John Harding , Greenwich Exchange , March 27, 2018
Theatre Writer Book by John Harding It is the way of the touring calendar that too many productions arrive over too short a time. In February, two productions were performed at different locations in the west on the same day. The advertising for one declared its foremost quality to be that it was “cinematic”. Since the arts of cinema and theatre have small overlap the advertising acted as anti-advertising and sent me to the other.

As an episode it came to mind in the reading of John Harding's absorbing book. The film of “A Taste of Honey” is a regular on television. As a film it is lifted by Walter Lassally's superb photography and the Tushingham-Melvin acting partnership. But it is far different in flavour from the play that propelled the nineteen old Salford writer to fame. Among other things, “Sweetly Sings Delaney” reclaims the play for its place in theatre.

Most first writing for theatre involves the playwright working their way through their admirations. With Shelagh Delaney it was the opposite. At the Opera House in Manchester she saw Terence Rattigan's “Variation on a Theme” and disliked it, thinking she could do better. The result, written in a matter of days, was sent to the Theatre Workshop in Stratford East. Gerry Raffles said of “A Taste of Honey”: “Quite apart from its meaty content, we believe we have found a real dramatist.” In the ever competitive atmosphere between the two innovating theatres the production programme took a swipe at the Royal Court. Their dramatist was the “the antithesis of London's angry young men. She knows what she is angry about.”

Then as now, there was no shortage of aspiring writers for theatre. The Salford City Reporter of 9th May 1958 quoted a Mr G Raffles: “we have had 2500 plays sent to us in the last five years and this is only the fourth we have accepted. The love scenes are amazingly frank and a scene between the girl and a Negro boy is brilliantly written.”
Behind the scenes, Joan Littlewood was frank on what she saw as the play's deficiencies. The dialogue sparkled but she considered many of the scenes undeveloped and the plot anecdotal.

The solution in the production was to use direct audience address and to put a jazz group on stage. Johnny Wallbank's Apex Trio provided each character with a signature motif. The play vaulted to the West End in January 1959 and played for 368 performances. Broadway followed and John Osborne bought the film rights for a then weighty £20,000. Tony Richardson's film went on to win, among other awards, Best Actress and Actor awards at the 1962 Cannes Film Festival. Its status stands as the most performed play by a post-war British woman playwright.

“Sweetly Sings Delaney” combines the virtues of slimness with fullness. Undogmatic and untheoretical, John Harding roams across an array of contemporary sources. He revisits the records of the Lord Chamberlain, the licensor of theatre in its days of censorship. The Lord Chamberlain's assistant, a Brigadier Norman Gwatkin reports: “I think it's revolting, quite apart from the homosexual bits.
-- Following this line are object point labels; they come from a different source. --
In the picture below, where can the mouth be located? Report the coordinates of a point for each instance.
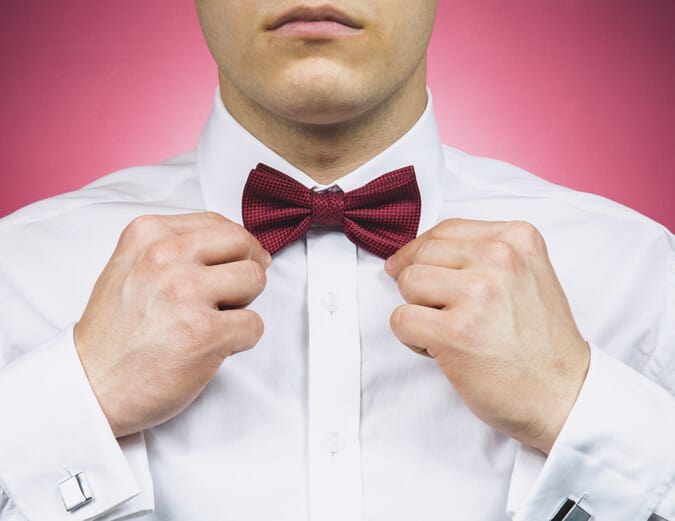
(314, 22)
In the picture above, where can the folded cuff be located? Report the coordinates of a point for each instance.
(52, 425)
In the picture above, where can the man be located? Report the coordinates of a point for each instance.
(119, 391)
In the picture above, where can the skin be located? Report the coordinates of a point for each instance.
(483, 298)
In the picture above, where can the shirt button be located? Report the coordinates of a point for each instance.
(333, 442)
(330, 302)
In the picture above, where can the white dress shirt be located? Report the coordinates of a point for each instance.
(329, 417)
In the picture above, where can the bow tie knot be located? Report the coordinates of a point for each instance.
(379, 217)
(328, 207)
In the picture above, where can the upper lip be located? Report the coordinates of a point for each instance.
(313, 14)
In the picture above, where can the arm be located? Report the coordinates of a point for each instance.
(485, 303)
(152, 335)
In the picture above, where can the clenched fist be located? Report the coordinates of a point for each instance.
(166, 311)
(485, 303)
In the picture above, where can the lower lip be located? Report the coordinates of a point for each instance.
(316, 30)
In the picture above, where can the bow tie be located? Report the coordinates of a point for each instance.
(380, 217)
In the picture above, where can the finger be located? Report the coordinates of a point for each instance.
(189, 222)
(224, 242)
(146, 229)
(420, 328)
(454, 229)
(438, 287)
(449, 253)
(238, 330)
(234, 284)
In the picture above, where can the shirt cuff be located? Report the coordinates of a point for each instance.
(615, 447)
(52, 425)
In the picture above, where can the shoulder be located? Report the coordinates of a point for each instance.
(135, 186)
(616, 265)
(515, 191)
(54, 249)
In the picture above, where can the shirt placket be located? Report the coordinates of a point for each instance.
(334, 394)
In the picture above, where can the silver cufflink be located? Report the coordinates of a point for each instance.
(571, 511)
(75, 491)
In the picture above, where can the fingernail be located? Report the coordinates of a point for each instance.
(390, 265)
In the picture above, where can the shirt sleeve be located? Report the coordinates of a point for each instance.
(616, 448)
(52, 425)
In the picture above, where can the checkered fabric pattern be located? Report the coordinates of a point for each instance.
(380, 217)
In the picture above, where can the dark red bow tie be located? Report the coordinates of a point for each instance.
(380, 217)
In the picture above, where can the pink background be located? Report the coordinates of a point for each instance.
(578, 92)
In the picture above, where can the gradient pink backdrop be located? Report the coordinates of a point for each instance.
(578, 92)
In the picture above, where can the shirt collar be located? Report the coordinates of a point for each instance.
(227, 152)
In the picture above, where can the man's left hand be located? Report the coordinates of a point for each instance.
(484, 301)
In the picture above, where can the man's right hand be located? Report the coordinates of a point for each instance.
(166, 311)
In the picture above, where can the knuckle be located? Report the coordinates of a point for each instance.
(161, 254)
(462, 327)
(180, 290)
(212, 217)
(398, 320)
(526, 234)
(251, 328)
(481, 288)
(241, 241)
(406, 279)
(425, 252)
(196, 324)
(254, 325)
(503, 254)
(137, 229)
(255, 275)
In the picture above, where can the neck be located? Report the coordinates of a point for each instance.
(328, 152)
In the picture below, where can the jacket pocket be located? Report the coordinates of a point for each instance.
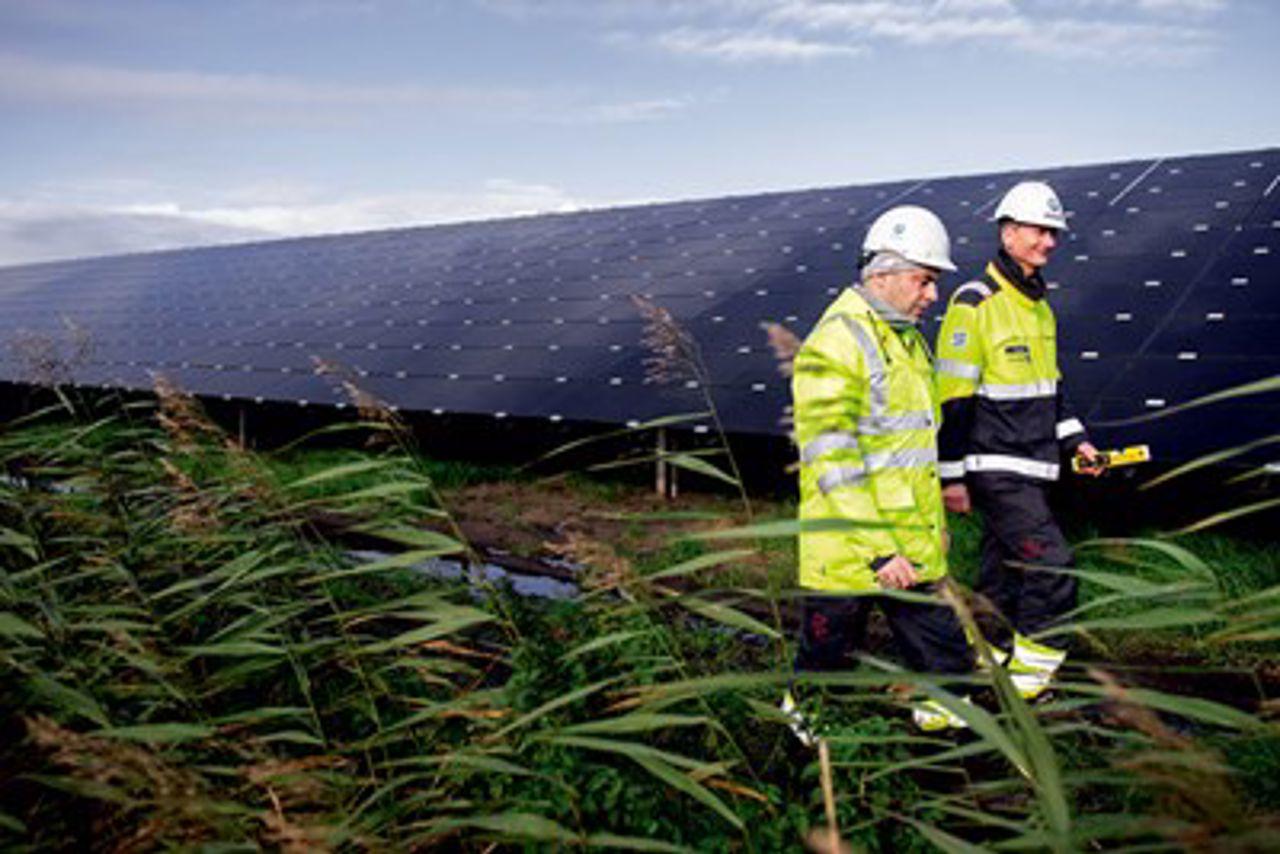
(892, 492)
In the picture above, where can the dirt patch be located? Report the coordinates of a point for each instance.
(552, 519)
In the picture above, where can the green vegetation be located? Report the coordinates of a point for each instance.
(190, 658)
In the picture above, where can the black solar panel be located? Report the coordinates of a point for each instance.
(1165, 288)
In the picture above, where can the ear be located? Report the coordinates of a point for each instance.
(1006, 232)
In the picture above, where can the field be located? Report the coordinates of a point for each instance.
(209, 647)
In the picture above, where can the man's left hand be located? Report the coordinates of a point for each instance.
(1092, 465)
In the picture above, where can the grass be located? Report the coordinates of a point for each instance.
(188, 661)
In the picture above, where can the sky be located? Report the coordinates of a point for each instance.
(141, 124)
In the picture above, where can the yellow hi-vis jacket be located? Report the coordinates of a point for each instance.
(865, 423)
(1004, 406)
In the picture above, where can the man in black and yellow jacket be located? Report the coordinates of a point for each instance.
(1008, 427)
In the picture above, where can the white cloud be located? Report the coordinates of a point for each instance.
(42, 81)
(1121, 31)
(750, 46)
(39, 231)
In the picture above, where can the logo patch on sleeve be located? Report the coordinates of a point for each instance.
(1018, 352)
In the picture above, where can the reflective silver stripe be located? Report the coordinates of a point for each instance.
(952, 368)
(840, 476)
(877, 378)
(882, 424)
(826, 443)
(1018, 465)
(1069, 427)
(906, 459)
(849, 475)
(1018, 391)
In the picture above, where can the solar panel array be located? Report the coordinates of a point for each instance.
(1165, 288)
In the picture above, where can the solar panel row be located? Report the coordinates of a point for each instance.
(1164, 287)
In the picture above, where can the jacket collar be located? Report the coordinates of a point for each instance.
(1029, 286)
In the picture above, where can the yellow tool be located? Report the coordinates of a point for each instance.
(1134, 453)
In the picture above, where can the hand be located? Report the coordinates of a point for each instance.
(1092, 464)
(897, 574)
(955, 498)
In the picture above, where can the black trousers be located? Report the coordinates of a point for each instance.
(928, 635)
(1018, 534)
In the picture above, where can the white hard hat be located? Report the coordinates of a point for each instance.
(1033, 202)
(913, 232)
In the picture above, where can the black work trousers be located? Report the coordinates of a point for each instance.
(1018, 535)
(928, 635)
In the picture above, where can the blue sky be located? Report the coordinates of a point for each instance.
(133, 124)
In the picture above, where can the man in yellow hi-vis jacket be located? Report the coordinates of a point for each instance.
(865, 424)
(1008, 425)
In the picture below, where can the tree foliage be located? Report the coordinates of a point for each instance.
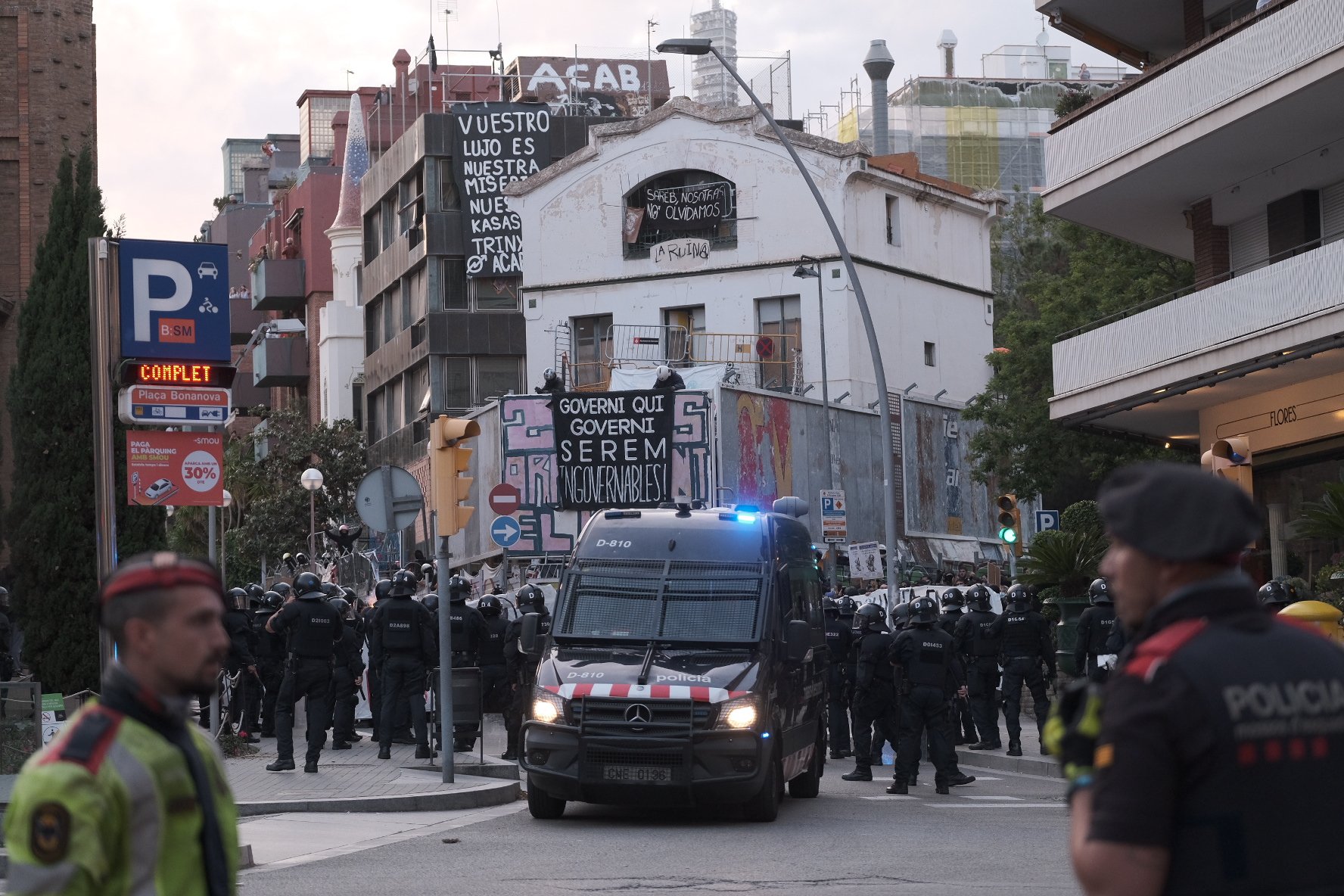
(51, 512)
(1051, 277)
(269, 513)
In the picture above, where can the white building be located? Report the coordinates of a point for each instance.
(1229, 152)
(601, 297)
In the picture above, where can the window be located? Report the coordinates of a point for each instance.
(448, 199)
(779, 327)
(453, 285)
(592, 343)
(893, 221)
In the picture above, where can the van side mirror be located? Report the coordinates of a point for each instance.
(527, 637)
(798, 641)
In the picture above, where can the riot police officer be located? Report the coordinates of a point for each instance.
(1274, 596)
(495, 692)
(963, 726)
(976, 641)
(521, 665)
(401, 639)
(1025, 646)
(313, 630)
(1094, 627)
(930, 674)
(468, 633)
(346, 674)
(838, 698)
(874, 688)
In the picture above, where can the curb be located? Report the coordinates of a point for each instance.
(476, 793)
(1044, 766)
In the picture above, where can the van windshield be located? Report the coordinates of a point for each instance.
(663, 601)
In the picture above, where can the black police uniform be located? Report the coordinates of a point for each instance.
(1094, 627)
(468, 633)
(1025, 646)
(976, 641)
(270, 668)
(963, 723)
(348, 668)
(495, 692)
(313, 627)
(874, 698)
(930, 676)
(521, 674)
(839, 641)
(400, 642)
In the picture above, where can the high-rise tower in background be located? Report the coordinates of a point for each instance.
(713, 85)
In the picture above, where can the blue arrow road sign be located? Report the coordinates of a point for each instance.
(506, 531)
(173, 300)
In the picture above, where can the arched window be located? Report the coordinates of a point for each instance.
(708, 203)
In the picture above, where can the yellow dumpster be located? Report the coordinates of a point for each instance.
(1319, 614)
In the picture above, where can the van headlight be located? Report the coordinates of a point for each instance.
(547, 707)
(737, 714)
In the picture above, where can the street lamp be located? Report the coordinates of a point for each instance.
(812, 268)
(702, 46)
(312, 480)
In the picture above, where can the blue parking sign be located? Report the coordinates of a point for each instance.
(173, 300)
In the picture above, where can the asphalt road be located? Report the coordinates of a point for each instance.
(1003, 836)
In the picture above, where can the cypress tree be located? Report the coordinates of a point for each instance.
(51, 511)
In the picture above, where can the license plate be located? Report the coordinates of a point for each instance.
(637, 774)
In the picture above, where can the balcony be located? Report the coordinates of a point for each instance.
(282, 362)
(278, 285)
(1152, 371)
(1243, 117)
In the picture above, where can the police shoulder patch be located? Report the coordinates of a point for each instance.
(48, 838)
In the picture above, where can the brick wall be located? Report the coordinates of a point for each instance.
(48, 109)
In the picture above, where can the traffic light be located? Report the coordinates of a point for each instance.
(448, 459)
(1010, 523)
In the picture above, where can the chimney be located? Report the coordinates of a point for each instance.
(947, 43)
(879, 64)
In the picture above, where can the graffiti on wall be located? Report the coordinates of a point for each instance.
(527, 437)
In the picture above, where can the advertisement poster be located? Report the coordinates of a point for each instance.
(613, 449)
(178, 469)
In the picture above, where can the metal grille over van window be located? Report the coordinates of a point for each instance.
(651, 599)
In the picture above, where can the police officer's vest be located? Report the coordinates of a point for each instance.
(1261, 814)
(315, 629)
(401, 625)
(928, 665)
(1022, 634)
(982, 642)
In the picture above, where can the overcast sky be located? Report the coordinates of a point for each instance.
(178, 77)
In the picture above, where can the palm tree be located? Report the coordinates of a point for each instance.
(1063, 559)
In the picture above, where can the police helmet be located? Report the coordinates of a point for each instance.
(459, 589)
(403, 583)
(870, 617)
(1018, 598)
(308, 586)
(1274, 596)
(1100, 591)
(530, 599)
(978, 598)
(924, 610)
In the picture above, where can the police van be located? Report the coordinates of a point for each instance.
(684, 665)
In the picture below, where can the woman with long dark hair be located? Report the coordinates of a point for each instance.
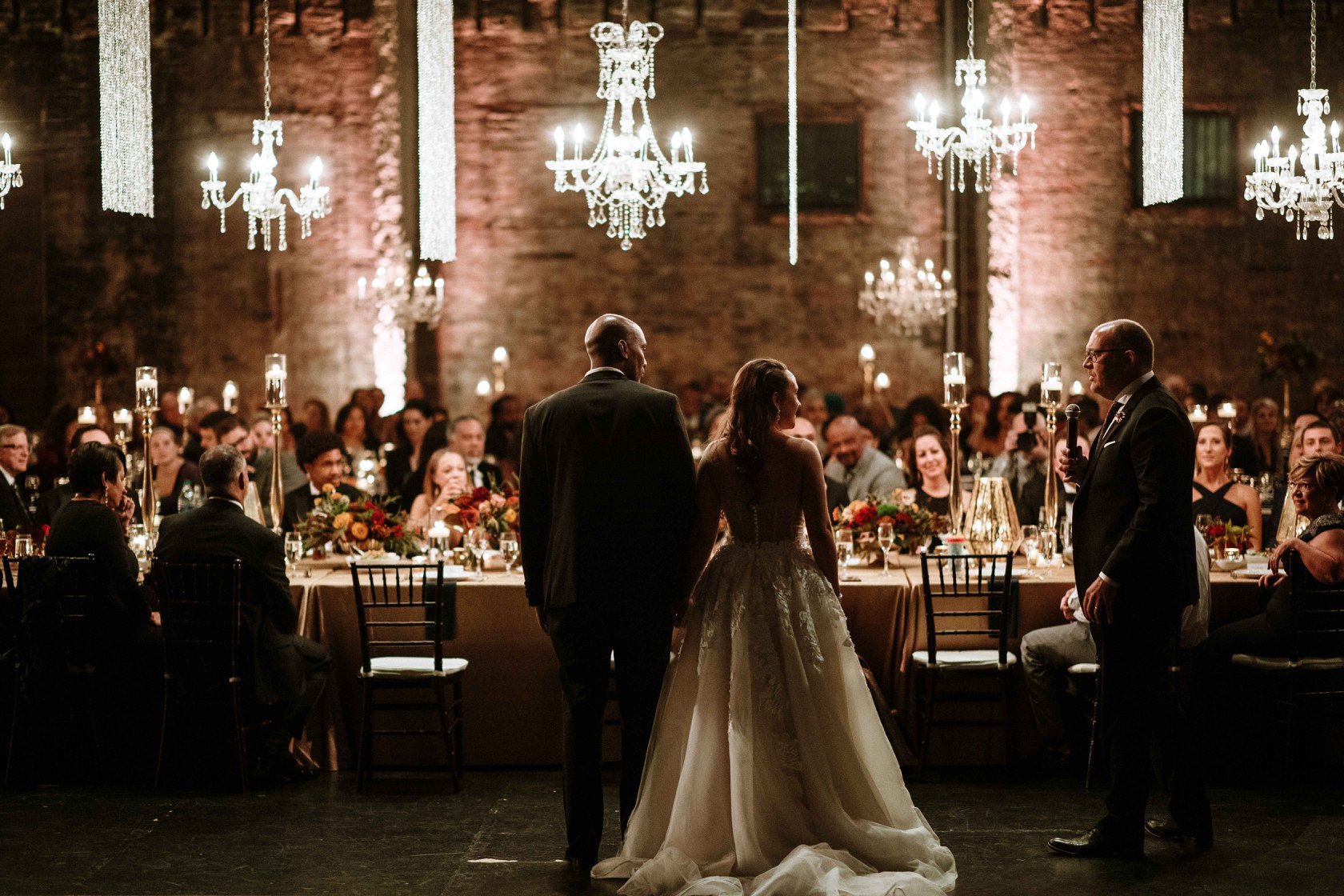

To me it has no saving grace whatsoever. If we pass muck like this, it does give our critics something to go on.” Its licence was granted with the word “castrated” taken out and a self-revelatory speech by the gay character Geof removed.

Over at the Arts Council Drama Panel Harding finds an opinion that “it seems to have been dashed off in pencil in a school exercise book by a youngster who knows practically nothing about the theatre. Miss Delaney writes with the confidence of sheer ignorance.” The Daily Mail's critic took the same line, saying the play exuded “exercise books and marmalade” and that any “similarities to real drama are quite accidental.”

The media was delighted to have a West End playwright of apparently genuine working-class background. The Daily Mail described Delaney as “wolfing down a meal of sausage, cabbage, beetroot and weak tea.” In a true indicator of another era the News Chronicle viewed her as “like a kennelmaid on her day off”. The Evening Standard reported her as having started smoking at age six. But in the nature of writers there was rather more ambivalence to her than these simplifying labels conveyed.

Her work appeared to include being assistant to a photographer. In the letter she wrote to Joan Littlewood to accompany the script she said that two weeks previously she “didn’t know the theatre existed”. Journalists saw a cultural background in music hall and visits to the cinema three times a week. The truth was that she had worked as an usher and regularly went to plays with a friend, artist Harold Riley. He said he was “struck at the time by the extent of Delaney’s knowledge of the history of the theatre”.

Joan Littlewood offered her young playwright guidance. “Read a good play,” she wrote “an Ibsen for example, then analyse it, note the construction. Playwriting is a craft, not just inspiration.” The next play “The Lion in Love” did not match the first and her writing life moved to short stories, radio and film scripts. Delaney is a crucial part of the story of Lindsay Anderson. In “Charlie Bubbles”, directed by and starring Albert Finney, an acclaimed writer makes a return to northern roots. Finney too came from Salford and Harding begins his book there.

His Salford of the 1950s is a report from a world gone. Its lack of sunshine was due to sulphur dioxide concentrations that were twice those of neighbouring Manchester. The incidence of bronchitis was twice the national average. Over 1955-65 more houses were demolished per capita than in any other city. It was not just bad housing that went, but civic buildings with communal function, cinemas, churches, banks, department stores, pubs. Salford though had small affection for its writer. “A taste of cash for Shelagh but a kick in the pants for Salford” ran an early story for the Salford City Reporter. The film “the White Bus” was yet “another slur on Salford's good name”. Eras change; in 2014 Salford City Council organised the first Shelagh Delaney Day.